Roundhill Memory ETF Passes $25B And Overtakes South Korea Fund EWY


The Roundhill Memory ETF has surpassed $25 billion in assets less than four months after launch, overtaking the iShares MSCI South Korea ETF as investor demand concentrates around memory-chip stocks.

DRAM began trading on April 2 as the first U.S.-listed ETF focused exclusively on memory and data-storage companies. The fund pulled in nearly $10 billion during June, lifting assets to $25.53 billion at month-end. Net inflows reached almost $20 billion through June and moved above $21 billion in early July.

The iShares MSCI South Korea ETF held approximately $21.85 billion in net assets on July 10. EWY launched in May 2000 and had served as one of the most liquid U.S.-listed routes into Samsung Electronics, SK Hynix and the wider South Korean equity market.

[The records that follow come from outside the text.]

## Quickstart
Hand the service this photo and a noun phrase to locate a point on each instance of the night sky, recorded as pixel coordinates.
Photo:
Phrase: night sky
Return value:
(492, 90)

DRAM traded at $63.04 on Friday after gaining 166% between its April debut and the end of June. EWY closed at $183.52 and remained up more than 85% in 2026 despite falling behind the younger fund in total assets.

Investors Shift From Korea Exposure To Memory Stocks

EWY had attracted roughly $6 billion during 2026 before DRAM entered the market. The South Korea fund then recorded about $2 billion in outflows as DRAM absorbed approximately $22 billion in new capital.

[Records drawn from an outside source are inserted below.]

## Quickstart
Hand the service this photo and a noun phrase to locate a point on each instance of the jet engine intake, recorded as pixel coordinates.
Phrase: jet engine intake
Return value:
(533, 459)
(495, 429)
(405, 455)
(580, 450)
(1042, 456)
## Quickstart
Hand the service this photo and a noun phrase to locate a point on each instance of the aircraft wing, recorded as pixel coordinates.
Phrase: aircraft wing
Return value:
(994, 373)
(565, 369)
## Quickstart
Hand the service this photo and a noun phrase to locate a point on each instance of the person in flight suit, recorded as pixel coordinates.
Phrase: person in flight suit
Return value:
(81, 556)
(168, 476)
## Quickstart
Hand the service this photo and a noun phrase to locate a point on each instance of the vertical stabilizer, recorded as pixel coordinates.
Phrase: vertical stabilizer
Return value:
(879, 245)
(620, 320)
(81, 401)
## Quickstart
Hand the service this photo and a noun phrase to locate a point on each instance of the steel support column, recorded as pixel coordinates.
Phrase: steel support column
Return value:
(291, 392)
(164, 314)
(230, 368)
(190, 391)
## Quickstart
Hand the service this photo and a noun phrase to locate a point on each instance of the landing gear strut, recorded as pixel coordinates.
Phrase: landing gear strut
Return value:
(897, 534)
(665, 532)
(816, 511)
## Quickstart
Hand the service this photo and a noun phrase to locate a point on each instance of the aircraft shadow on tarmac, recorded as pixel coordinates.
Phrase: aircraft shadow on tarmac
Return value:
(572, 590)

The two portfolios retain about 46% overlap in underlying holdings, with Samsung and SK Hynix driving much of the shared exposure. DRAM removes most of EWY’s banks, automakers, internet companies and industrial groups, replacing the single-country structure with a concentrated global memory portfolio.

Roundhill’s fund also holds Micron Technology, SanDisk, Kioxia, Western Digital and other storage companies positioned around high-bandwidth memory, DRAM, NAND flash and data-center demand. The actively managed fund charges a 0.65% annual expense ratio.

The asset surge follows a historic rally across the sector. Micron briefly reached a $1 trillion market value, while Nvidia and SK Hynix signed a multiyear AI memory partnership covering next-generation high-bandwidth memory supply.

Three Chipmakers Dominate The Fund

Micron, Samsung and SK Hynix accounted for roughly three-quarters of DRAM’s portfolio earlier in the quarter, leaving the fund closely tied to pricing and capacity decisions across three manufacturers.

That concentration has produced sharp moves in both directions. Samsung and SK Hynix each fell more than 12% during the South Korean market halt in June before memory stocks resumed their advance.

DRAM traded more than 64.7 million shares on Friday, while EWY recorded volume of about 20 million shares.